Alexandra Lange, writing for The New Yorker:

Kare, who is sixty-four, will be honored for her work on April 20th, by her fellow designers, with the prestigious AIGA medal. In 1982, she was a sculptor and sometime curator when her high-school friend Andy Hertzfeld asked her to create graphics for a new computer that he was working on in California. Kare brought a Grid notebook to her job interview at Apple Computer. On its pages, she had sketched, in pink marker, a series of icons to represent the commands that Hertzfeld’s software would execute. Each square represented a pixel. A pointing finger meant “Paste.” A paintbrush symbolized “MacPaint.” Scissors said “Cut.” Kare told me about this origin moment: “As soon as I started work, Andy Hertzfeld wrote an icon editor and font editor so I could design images and letterforms using the Mac, not paper,” she said. “But I loved the puzzle-like nature of working in 16 × 16 and 32 × 32 pixel icon grids, and the marriage of craft and metaphor.”

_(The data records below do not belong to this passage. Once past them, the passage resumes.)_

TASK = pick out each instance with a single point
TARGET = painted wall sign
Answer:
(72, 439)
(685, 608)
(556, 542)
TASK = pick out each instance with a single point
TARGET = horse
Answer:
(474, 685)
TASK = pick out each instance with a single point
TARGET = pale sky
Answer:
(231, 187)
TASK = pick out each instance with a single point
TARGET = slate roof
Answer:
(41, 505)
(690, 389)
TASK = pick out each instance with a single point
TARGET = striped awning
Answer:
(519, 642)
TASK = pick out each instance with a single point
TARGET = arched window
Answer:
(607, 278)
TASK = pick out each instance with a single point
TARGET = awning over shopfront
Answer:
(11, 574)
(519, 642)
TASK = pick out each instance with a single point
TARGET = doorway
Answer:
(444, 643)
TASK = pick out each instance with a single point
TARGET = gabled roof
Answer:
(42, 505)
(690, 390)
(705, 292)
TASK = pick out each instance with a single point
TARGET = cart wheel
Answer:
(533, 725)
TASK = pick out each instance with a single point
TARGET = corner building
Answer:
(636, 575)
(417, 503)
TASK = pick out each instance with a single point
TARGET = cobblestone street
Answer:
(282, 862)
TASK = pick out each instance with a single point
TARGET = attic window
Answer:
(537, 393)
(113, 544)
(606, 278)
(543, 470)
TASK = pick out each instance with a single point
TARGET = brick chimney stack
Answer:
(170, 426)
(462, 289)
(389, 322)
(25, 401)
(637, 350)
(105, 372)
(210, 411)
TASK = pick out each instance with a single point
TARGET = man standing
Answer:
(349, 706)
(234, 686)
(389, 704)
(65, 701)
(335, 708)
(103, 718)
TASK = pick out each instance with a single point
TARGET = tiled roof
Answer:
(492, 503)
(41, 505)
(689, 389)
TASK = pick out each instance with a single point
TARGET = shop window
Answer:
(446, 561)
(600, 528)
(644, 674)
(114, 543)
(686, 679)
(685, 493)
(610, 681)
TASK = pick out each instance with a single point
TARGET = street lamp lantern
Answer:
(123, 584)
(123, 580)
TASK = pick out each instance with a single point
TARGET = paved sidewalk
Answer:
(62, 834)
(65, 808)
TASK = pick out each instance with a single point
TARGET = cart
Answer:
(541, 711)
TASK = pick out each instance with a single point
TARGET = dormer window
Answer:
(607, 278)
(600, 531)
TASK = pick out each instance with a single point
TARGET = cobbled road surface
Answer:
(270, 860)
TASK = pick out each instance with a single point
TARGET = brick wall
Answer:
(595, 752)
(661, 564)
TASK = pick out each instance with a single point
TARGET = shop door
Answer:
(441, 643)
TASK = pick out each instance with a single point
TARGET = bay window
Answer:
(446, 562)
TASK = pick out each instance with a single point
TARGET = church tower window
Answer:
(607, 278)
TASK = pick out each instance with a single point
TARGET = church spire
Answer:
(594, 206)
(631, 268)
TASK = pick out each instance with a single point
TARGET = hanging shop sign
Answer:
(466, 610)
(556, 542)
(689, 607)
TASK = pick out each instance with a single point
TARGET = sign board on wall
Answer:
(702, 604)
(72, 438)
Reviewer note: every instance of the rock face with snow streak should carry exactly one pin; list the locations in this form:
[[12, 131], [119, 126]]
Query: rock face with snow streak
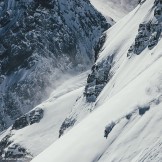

Susan Kare deserves every award in the world. Her work was central — essential — to what made the Macintosh the Macintosh. The early Macintosh was not just the most endearing computer ever made, I’d argue that it remains the most endearing computer ever made — and in large part that was due to Susan Kare’s icons and fonts.

My interview with Kare at the Layers conference in 2016 is one of the highlights of my career.